Chinese cinema. This does not mean that the cinema is unimportant, or

that the sociology of culture is uninteresting. The point is simply

that there are dozens of journals in English that analyse these

matters better, in more detail, more professionally, and most

important, without political-intellectual intermediaries. The "old"

NLR was an international journal of modern Marxist theory and

political analysis, a meeting-place for socialist intellectuals. From

Perry's point of view, this project is dead. Millions of people think

differently. This, however, is not the point; one person can be

right, while millions are mistaken.
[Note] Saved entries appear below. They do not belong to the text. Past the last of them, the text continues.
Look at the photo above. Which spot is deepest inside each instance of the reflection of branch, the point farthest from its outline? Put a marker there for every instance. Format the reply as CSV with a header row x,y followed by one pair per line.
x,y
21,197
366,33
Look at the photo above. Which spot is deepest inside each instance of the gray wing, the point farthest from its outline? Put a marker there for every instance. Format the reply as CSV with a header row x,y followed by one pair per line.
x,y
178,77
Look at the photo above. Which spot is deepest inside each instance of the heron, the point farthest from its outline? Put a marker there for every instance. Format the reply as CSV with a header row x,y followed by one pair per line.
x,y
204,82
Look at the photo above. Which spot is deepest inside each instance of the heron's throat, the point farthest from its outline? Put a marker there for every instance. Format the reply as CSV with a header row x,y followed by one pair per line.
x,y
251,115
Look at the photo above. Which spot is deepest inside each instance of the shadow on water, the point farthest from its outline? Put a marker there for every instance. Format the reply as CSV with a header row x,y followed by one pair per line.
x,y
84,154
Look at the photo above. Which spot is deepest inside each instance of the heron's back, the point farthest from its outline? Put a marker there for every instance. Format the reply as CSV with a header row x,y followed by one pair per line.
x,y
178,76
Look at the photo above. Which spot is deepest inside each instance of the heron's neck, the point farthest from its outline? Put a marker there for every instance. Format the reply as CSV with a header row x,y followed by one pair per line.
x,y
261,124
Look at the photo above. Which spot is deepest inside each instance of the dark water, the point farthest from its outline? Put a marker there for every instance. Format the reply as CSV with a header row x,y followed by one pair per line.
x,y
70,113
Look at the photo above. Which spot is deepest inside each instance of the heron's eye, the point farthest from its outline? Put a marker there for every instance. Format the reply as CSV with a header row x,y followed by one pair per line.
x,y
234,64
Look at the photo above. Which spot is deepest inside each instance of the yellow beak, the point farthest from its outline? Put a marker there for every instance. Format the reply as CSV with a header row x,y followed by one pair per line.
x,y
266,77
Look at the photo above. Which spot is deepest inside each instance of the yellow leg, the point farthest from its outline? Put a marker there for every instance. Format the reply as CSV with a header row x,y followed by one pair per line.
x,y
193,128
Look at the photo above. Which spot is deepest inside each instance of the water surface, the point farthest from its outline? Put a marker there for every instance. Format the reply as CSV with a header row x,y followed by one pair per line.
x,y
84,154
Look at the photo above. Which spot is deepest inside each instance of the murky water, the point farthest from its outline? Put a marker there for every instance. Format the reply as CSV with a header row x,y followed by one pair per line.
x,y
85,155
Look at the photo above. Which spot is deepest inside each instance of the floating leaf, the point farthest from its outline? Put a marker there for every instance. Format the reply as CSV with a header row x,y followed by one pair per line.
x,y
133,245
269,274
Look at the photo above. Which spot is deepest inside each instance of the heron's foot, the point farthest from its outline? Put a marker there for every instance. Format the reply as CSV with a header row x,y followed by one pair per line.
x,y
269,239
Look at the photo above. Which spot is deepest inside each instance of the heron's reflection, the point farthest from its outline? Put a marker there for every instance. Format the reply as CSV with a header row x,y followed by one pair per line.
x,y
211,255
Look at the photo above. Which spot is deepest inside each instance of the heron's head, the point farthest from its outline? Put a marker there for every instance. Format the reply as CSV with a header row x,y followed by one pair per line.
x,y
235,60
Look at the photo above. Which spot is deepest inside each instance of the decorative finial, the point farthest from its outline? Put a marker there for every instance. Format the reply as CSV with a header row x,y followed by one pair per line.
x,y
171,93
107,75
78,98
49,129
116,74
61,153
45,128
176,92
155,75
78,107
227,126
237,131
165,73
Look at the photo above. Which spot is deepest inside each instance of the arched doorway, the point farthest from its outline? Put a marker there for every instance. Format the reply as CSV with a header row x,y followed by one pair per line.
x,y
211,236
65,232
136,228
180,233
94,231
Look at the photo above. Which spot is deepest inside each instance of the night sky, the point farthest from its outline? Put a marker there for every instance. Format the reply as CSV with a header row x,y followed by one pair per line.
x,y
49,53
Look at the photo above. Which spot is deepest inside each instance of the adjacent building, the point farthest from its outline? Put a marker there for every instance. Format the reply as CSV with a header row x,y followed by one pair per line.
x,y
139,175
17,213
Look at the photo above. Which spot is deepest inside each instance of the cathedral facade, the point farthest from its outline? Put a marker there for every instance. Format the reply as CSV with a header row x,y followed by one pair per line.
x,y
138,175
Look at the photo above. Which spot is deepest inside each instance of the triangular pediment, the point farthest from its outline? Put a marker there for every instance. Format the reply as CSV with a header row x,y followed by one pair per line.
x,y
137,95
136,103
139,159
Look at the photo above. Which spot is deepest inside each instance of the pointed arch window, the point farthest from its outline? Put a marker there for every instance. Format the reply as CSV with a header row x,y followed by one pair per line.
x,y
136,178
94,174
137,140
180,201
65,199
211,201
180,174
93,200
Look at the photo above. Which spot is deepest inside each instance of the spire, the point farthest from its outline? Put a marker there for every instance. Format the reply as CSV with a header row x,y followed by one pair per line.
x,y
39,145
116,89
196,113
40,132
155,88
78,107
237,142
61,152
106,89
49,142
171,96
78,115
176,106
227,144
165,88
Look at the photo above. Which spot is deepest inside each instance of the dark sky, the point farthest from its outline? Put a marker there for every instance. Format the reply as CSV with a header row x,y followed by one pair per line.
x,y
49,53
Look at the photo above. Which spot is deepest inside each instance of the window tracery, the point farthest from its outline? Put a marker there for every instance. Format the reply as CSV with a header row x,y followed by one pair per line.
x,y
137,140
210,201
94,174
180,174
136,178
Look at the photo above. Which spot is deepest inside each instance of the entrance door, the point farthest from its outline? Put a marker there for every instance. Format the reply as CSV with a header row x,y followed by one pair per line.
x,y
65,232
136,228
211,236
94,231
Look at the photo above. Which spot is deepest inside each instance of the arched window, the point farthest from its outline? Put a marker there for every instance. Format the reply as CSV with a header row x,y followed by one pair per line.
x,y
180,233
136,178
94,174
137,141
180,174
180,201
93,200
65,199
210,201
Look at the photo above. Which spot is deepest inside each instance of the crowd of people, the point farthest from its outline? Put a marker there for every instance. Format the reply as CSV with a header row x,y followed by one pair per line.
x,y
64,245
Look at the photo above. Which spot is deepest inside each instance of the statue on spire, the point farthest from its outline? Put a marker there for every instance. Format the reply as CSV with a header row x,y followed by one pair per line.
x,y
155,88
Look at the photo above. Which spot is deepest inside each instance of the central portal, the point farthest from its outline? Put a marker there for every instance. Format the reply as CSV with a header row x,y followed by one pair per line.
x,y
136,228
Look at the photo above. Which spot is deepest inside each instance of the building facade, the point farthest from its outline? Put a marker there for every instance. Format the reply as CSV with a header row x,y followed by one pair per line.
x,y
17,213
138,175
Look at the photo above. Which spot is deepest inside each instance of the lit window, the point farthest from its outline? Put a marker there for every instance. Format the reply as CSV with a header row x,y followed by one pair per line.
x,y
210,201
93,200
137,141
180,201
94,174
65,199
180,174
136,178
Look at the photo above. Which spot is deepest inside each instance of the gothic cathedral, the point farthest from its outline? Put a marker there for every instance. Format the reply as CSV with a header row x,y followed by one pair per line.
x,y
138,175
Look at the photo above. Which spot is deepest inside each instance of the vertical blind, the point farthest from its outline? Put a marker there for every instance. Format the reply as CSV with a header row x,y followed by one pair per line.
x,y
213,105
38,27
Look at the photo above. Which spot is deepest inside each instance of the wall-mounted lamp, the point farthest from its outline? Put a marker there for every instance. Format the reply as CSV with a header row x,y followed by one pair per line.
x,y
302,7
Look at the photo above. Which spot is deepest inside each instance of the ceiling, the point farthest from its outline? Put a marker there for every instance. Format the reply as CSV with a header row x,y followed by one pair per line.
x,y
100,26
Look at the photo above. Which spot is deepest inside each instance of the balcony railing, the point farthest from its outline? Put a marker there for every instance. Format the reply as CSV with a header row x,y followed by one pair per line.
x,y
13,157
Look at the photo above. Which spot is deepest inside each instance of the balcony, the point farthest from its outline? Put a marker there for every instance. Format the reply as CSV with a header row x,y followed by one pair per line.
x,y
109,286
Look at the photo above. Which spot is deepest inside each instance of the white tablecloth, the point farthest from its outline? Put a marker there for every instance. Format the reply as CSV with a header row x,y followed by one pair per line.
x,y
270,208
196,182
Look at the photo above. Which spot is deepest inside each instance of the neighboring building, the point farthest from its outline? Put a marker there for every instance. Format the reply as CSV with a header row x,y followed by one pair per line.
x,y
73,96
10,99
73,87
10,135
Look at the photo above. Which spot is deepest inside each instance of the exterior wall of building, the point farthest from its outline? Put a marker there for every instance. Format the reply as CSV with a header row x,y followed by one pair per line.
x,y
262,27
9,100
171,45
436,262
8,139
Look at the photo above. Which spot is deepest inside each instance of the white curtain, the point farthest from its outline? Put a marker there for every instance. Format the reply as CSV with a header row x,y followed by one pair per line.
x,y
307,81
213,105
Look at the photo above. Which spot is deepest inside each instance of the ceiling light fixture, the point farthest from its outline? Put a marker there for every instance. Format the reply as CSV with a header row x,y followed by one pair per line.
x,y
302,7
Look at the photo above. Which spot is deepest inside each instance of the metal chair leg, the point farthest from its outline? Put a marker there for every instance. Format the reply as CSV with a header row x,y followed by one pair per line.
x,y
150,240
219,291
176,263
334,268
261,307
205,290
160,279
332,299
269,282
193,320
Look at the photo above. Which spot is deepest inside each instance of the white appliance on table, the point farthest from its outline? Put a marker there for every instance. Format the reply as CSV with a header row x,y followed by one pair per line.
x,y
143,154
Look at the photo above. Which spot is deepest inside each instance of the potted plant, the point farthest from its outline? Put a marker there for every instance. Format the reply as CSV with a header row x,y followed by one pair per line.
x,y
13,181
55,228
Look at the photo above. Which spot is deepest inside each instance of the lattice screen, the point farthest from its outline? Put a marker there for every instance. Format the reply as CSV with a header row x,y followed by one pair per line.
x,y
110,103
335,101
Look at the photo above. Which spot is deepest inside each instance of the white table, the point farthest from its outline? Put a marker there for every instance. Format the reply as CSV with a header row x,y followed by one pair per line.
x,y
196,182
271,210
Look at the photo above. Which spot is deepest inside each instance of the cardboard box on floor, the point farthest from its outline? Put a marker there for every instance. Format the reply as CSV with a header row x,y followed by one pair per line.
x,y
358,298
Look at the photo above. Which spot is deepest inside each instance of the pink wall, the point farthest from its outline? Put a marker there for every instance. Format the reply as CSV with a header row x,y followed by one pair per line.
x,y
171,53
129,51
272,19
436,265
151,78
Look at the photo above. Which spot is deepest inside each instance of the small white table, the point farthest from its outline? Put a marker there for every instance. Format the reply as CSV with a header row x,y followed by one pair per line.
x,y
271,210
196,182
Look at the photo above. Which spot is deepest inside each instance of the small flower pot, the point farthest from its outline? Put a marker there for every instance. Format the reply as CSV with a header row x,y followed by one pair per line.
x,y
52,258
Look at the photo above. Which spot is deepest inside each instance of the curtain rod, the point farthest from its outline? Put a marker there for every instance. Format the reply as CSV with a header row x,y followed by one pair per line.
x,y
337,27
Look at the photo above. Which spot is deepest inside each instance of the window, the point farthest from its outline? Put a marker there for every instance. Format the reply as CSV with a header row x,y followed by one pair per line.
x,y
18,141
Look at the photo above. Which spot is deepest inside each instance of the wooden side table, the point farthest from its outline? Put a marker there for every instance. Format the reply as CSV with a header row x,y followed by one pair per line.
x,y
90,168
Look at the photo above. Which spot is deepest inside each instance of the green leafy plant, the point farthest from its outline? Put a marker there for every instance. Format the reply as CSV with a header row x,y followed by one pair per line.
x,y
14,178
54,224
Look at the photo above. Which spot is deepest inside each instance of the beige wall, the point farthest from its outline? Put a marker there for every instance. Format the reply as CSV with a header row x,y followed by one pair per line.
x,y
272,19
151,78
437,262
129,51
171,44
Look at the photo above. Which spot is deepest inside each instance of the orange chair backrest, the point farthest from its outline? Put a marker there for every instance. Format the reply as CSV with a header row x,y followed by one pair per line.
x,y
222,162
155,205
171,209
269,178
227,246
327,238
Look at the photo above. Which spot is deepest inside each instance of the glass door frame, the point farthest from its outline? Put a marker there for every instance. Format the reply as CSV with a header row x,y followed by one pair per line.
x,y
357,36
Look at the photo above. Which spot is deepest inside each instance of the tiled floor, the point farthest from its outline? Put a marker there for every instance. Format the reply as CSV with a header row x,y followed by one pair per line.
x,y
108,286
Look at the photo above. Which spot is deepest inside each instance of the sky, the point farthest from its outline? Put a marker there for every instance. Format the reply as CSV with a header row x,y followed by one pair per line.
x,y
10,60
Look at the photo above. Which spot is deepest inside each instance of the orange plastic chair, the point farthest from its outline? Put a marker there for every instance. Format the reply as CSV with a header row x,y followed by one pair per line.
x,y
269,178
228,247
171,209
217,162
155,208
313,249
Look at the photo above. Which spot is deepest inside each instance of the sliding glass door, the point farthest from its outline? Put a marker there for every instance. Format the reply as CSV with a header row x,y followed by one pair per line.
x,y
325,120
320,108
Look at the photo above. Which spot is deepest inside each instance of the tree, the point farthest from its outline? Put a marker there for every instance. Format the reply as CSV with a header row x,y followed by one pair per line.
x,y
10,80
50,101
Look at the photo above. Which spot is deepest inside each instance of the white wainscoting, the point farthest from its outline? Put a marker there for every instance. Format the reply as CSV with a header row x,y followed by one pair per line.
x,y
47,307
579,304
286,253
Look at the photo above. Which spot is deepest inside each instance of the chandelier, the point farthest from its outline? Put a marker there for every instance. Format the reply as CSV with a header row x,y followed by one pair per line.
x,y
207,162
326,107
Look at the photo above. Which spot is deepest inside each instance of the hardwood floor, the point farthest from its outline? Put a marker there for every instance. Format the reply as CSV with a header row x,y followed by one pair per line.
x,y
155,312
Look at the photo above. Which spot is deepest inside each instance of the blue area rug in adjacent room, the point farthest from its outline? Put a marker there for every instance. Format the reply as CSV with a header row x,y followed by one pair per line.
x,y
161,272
The point is different: why do we

need New Left Review, when the editor himself has cheerfully and

triumphantly buried the original project? If Perry Anderson felt the

need for a new journal with a thrust different from the earlier NLR,

it would have been more honest for him simply to have shut down the

former publication and to have begun a new one. I am reluctant to

think that the main reason for keeping the title was a wish to hold

onto a familiar brand name. But in acting as he did, Anderson

consciously or unconsciously dealt a profound personal affront to

large numbers of people whose political and intellectual positions

took shape under the influence of New Left Review. By transferring

the old name to a new journal, Perry stole a part of our common past,

of our shared history. This can no longer be forgiven. It is good

that the design and numbering have been changed; here, Anderson has

shown his professional honesty. For substantial numbers of authors

and readers, this will act as a signal. A familiar, well-loved

journal no longer exists. It has died, or more precisely, its own

parents have killed it. The new journal can seek new readers for

itself - among the subscribers to the Wall Street Journal.